Quote:
Originally Posted by Niggs
Hi Grace,
So sorry to read about your dad. But you've come to the right place. There is a lot to learn about living in the land of Parkinsonia and it would be easiest to ask the very knowledgeable and kind people on this forum as questions arise.
In general you will find people vary both in symptoms and drug response. The same is true regarding the rate of progression. There are people who have had PD for 30y so try,once the shock/reality has passed/sunk in to be positive.
Once the correct drug dose is found your dad will most likely feel better than he has for years. Given his age, the treatments available and the supporting therapies (exercise,physio etc) I don't think the future is as bleak as it first appears.
The best advice I was given was by my Gp (md) who said "its important to manage your own meds" Basically only the Parki person can decide whether a particular drug regime is for them.
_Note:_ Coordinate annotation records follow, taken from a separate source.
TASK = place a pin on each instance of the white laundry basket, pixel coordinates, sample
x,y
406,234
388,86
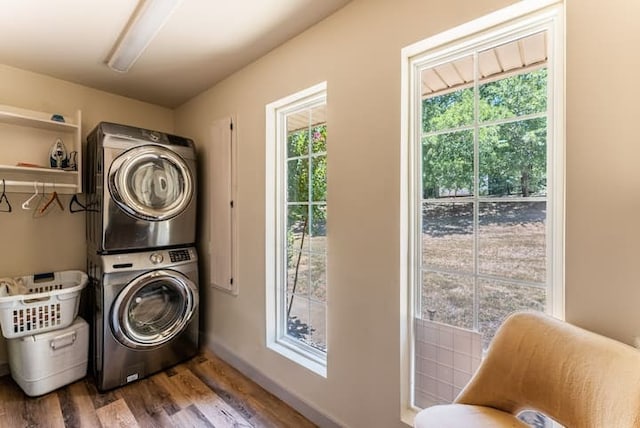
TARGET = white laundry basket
x,y
51,303
43,362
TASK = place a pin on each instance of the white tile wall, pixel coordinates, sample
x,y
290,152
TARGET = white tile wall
x,y
445,359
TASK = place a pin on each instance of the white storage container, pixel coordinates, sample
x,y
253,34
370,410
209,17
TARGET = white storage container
x,y
51,303
47,361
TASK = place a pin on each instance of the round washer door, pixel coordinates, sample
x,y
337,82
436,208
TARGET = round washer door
x,y
153,309
151,183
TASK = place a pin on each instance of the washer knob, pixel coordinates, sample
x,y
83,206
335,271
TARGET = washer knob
x,y
156,258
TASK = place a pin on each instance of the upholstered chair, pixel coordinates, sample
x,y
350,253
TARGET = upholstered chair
x,y
578,378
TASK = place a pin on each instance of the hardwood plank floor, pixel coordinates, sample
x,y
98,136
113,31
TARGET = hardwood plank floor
x,y
202,392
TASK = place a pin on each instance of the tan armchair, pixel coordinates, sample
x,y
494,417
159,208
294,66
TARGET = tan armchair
x,y
578,378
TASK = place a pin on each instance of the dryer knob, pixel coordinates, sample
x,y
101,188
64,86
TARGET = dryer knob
x,y
156,258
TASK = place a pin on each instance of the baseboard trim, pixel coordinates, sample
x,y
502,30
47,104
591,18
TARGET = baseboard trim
x,y
307,410
4,368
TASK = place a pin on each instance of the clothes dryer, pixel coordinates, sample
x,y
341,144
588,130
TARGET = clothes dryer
x,y
141,189
145,313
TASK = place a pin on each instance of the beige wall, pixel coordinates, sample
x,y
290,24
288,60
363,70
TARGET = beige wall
x,y
603,169
57,241
357,51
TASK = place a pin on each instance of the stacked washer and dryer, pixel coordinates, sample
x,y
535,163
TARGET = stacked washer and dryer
x,y
142,261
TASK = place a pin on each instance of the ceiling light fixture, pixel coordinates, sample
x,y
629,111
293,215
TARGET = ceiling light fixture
x,y
145,23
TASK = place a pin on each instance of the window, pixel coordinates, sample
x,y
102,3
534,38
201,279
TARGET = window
x,y
482,195
297,227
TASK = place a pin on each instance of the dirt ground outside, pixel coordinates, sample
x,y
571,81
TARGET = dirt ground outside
x,y
510,262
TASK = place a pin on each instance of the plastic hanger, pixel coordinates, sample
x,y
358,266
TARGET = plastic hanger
x,y
25,204
3,198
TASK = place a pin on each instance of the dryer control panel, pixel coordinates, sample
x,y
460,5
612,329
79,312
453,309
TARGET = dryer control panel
x,y
179,255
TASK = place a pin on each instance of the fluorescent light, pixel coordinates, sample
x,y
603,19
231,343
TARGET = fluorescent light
x,y
149,17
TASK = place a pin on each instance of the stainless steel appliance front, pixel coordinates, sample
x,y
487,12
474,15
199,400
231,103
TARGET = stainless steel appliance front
x,y
141,189
146,313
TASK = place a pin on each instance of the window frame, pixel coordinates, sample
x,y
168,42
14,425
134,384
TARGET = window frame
x,y
520,18
275,228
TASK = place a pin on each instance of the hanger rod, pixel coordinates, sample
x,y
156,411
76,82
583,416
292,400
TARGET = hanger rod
x,y
24,186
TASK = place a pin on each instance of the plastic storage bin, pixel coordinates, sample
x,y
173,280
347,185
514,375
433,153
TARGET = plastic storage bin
x,y
47,361
52,303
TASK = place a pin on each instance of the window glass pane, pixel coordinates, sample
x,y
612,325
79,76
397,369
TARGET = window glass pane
x,y
318,337
298,274
447,236
319,178
512,240
447,165
448,111
498,299
296,227
513,159
513,96
298,322
318,276
448,299
318,238
298,180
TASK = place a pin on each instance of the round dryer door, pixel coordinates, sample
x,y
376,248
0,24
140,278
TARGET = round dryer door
x,y
153,309
151,183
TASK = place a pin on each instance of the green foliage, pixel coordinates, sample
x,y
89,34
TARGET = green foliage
x,y
306,152
512,154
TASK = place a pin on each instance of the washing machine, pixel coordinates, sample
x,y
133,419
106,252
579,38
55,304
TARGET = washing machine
x,y
141,189
145,317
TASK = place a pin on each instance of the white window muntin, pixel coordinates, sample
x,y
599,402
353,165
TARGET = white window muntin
x,y
276,226
510,23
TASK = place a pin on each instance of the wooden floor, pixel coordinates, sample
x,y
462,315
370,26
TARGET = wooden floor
x,y
202,392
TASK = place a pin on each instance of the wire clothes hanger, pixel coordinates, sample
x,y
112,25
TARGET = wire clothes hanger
x,y
6,207
25,204
44,203
52,198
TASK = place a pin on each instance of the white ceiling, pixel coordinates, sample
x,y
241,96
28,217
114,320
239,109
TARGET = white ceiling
x,y
512,57
203,42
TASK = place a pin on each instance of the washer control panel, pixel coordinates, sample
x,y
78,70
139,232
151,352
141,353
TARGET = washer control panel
x,y
156,258
179,255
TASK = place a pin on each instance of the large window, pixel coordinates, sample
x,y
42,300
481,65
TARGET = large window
x,y
483,196
297,227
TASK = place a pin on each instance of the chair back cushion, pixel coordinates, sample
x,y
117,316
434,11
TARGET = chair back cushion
x,y
577,377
Im in my 50's,diagnosed 2009,just in the process of adjusting my meds,helping my daughter with her university application,planning a party and looking forward to Christmas. Still enjoying life and treating this pathetic little disease with the contempt it deserves.
Keep in touch
Nigel
|
Thank you so much!! Truth is, my dad has struggled with depression and other things for years so actually we want the meds to do exactly as you say - provide quality of life. He's being very positive and although we've all looked into it, have decided to stop googling now and just take things one day at a time. He's got a very lively dog and enjoys long daily walks and that will continue. Positive thinking really is so important. Not being unrealistic, but just making the best of what comes our way. Thank you for your kind response.